Use of the word "data" not in the statistical sense Occasionally I see the use of the word "data" in definitions. For instance, one definition of an exact sequence starts off by saying, "An exact sequence of abelian groups (or modules or vector spaces) is given by the data of two homomorphisms [...]" (Perrin, Algebraic Geometry).
I've heard this term used in class as well once. In these instances data of course does not refer to data as used in statistics, as in data from an experiment.
What is the purpose of using such a strange word in abstract mathematics? Has anyone noticed this word?
 A: In mathematics, the word "data" is often used for the most general mathematical noun.  One may consider a set, a function, a category, a group, or seven groups "data."  
But for data to be interesting, it must have some sort of structure.  Thus the data must satisfy certain properties.  
A set-with-binary-operation consists only of data: a set S and a function f: S x S ---> S.  It becomes a semi-group when we add a requirement to this data: the function must be associative.
In general, people speak of "data" and "structure."  These are the raw materials and craftsmanship that create the mathematical universe.  
A: This use seems in line -- although perhaps not identical -- with the following dictionary definition:

Data:


*

*Factual information, especially information organized for analysis or used to reason or make decisions.

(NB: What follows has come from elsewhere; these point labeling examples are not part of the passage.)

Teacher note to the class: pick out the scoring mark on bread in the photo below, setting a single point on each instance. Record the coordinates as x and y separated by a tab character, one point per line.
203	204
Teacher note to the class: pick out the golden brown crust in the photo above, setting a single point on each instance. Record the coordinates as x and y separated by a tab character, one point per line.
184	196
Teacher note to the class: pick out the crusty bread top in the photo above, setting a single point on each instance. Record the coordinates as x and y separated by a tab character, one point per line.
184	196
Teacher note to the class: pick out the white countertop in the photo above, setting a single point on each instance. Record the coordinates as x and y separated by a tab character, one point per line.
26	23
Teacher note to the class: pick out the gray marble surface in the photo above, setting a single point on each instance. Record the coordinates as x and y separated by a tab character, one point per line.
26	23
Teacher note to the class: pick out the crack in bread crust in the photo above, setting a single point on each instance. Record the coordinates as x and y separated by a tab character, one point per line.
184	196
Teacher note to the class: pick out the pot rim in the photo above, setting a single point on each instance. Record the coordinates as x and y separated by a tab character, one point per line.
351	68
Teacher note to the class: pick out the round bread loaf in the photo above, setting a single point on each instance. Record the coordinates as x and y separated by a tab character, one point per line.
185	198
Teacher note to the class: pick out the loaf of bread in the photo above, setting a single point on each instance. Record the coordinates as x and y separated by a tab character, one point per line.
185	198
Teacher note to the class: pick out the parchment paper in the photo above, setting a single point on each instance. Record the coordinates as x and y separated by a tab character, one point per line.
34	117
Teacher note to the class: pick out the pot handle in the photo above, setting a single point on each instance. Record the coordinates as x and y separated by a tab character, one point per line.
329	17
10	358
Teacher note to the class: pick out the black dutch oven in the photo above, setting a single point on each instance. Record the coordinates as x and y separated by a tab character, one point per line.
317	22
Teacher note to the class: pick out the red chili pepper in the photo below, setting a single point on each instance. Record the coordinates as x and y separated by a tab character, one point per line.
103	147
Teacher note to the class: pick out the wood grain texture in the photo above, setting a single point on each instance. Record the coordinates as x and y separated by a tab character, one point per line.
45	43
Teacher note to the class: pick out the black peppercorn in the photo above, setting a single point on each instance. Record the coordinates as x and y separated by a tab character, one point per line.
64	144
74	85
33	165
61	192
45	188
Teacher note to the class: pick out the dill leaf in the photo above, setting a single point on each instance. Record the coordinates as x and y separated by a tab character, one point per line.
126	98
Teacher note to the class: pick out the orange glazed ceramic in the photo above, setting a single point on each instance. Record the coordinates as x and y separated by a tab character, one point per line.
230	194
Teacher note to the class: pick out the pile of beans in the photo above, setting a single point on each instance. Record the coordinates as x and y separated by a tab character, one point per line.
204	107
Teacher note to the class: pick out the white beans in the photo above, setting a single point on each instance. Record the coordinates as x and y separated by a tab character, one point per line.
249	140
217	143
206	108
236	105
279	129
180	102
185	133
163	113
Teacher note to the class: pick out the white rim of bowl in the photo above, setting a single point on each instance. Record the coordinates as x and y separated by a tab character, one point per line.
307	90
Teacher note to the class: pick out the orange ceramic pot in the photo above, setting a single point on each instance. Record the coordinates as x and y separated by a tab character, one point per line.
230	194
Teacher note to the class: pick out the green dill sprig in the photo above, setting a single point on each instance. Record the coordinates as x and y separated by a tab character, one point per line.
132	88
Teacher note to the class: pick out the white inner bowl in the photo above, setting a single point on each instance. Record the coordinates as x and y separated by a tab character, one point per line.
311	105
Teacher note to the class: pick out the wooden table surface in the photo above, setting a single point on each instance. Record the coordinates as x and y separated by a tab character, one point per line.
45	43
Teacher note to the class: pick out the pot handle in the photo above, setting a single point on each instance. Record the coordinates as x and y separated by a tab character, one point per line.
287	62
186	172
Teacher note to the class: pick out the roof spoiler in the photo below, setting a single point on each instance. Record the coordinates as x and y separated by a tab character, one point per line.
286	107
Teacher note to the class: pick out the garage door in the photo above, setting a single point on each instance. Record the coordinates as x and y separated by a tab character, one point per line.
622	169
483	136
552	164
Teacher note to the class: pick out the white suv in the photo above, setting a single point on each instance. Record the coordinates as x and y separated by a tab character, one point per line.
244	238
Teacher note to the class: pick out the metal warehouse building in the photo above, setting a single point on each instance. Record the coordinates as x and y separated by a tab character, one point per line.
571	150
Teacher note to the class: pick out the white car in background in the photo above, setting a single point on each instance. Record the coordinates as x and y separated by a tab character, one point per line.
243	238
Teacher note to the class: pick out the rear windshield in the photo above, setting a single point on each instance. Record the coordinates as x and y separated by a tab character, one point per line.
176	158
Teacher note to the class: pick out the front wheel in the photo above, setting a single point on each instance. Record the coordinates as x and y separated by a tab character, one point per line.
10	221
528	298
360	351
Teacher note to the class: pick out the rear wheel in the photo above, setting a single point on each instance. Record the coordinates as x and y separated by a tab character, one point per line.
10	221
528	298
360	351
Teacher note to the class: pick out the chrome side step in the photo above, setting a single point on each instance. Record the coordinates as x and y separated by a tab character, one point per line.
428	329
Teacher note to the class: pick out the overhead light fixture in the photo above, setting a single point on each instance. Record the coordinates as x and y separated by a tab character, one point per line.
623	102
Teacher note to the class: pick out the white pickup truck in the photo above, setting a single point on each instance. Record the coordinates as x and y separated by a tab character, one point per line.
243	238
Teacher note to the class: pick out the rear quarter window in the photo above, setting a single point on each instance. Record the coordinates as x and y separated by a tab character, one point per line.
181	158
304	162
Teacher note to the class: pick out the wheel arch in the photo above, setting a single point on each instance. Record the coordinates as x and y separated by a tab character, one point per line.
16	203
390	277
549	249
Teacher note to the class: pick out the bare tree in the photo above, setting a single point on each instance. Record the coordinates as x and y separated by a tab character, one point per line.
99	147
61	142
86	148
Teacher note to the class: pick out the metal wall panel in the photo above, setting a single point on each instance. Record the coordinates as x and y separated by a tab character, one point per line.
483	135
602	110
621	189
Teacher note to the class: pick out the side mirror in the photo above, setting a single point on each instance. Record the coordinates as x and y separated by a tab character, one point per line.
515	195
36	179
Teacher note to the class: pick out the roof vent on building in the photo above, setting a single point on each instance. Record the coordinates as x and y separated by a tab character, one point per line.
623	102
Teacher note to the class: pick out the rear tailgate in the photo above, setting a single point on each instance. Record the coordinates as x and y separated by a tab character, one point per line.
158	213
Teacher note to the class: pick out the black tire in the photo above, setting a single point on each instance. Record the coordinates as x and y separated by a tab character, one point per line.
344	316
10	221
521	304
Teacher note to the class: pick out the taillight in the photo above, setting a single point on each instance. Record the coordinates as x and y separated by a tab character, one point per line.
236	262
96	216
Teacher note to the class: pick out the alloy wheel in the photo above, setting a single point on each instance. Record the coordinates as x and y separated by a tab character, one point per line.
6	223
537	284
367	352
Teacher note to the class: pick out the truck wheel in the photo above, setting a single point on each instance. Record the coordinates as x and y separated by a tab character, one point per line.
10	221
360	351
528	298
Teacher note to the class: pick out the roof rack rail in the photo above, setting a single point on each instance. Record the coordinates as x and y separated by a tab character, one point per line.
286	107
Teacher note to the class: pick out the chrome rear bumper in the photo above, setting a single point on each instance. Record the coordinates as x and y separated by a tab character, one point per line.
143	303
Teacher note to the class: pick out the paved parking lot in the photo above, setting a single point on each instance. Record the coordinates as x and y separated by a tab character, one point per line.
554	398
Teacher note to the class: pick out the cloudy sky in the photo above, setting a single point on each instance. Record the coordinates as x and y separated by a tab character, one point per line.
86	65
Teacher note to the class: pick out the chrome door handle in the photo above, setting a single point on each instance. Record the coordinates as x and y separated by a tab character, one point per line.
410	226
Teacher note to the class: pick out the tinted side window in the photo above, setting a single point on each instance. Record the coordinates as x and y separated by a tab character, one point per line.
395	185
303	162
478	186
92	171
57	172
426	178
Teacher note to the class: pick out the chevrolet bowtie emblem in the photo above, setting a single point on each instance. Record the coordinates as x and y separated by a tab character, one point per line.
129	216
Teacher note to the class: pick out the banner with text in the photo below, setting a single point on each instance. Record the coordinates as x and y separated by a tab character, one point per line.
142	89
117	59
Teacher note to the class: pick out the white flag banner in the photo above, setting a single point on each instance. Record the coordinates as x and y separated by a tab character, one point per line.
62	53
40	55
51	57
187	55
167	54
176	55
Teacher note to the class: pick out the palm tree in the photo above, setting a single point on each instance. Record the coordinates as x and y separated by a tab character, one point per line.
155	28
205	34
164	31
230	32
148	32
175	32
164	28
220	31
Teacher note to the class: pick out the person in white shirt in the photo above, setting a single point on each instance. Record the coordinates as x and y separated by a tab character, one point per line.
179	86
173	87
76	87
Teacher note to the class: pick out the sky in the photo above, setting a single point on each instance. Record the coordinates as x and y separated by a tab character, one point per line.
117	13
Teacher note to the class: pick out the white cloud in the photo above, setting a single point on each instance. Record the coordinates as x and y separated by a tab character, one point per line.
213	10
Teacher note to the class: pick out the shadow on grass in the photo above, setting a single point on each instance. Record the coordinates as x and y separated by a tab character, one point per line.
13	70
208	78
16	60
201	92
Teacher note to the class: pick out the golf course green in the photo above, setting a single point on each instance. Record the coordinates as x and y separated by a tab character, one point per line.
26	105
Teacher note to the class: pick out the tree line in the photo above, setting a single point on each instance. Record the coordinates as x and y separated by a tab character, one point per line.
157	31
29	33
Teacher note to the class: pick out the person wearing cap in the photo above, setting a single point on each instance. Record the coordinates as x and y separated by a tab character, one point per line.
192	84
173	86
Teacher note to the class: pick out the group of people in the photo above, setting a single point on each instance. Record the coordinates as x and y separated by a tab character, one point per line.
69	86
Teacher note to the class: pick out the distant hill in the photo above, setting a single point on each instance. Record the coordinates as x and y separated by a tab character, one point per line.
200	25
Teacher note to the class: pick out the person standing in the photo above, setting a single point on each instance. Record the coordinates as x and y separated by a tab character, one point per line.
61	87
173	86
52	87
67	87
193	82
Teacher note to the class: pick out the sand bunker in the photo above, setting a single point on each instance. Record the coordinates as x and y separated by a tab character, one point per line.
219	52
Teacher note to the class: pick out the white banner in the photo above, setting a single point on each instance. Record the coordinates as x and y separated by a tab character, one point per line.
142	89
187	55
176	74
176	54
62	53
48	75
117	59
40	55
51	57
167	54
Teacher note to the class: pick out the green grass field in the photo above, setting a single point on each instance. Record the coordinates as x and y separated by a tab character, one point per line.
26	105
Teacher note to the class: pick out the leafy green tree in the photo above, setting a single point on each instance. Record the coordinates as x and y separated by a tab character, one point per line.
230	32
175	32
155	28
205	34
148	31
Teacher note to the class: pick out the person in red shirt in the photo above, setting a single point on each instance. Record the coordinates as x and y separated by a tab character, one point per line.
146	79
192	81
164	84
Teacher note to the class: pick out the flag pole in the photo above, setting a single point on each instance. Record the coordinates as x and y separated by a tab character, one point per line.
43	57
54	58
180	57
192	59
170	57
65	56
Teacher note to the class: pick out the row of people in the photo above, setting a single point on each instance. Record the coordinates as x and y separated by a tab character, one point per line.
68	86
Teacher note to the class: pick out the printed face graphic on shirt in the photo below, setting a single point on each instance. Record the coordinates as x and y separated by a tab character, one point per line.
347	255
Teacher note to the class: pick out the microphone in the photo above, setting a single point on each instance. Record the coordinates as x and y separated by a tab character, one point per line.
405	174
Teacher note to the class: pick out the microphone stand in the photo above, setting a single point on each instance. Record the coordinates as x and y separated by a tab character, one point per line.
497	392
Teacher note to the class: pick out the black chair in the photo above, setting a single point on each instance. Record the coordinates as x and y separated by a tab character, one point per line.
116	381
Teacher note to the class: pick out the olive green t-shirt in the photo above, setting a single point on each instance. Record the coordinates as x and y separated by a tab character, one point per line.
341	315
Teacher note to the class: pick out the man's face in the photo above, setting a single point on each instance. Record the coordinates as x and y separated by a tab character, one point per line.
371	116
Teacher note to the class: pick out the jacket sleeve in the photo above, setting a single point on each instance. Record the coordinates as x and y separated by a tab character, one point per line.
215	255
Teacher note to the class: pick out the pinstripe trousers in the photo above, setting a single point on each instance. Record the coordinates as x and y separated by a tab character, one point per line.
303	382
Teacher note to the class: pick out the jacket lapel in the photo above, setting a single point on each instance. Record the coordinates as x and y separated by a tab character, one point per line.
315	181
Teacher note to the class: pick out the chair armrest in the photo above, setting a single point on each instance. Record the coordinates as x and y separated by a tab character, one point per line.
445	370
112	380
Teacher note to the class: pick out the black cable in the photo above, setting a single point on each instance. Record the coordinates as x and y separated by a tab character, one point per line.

*Computer Science Numerical or other information represented in a form suitable for processing by computer.

*Values derived from scientific experiments.

It is often used in mathematics in the way you have identified above.  Namely, when defining a mathematical structure, it gives the reader a heads up as to the fact that that the structure is "multi-sorted" and involves more than one object.  In more formal language, one might say "tuple", e.g., 
"A topological group is a triple $(G,m,\tau)$, where G is a set, $m: G \times G \rightarrow G$ is a binary operation, and $\tau$ is a family of subsets of $G$, such that...."
One could also have said "A topological group is given by the data G,m,$\tau$..."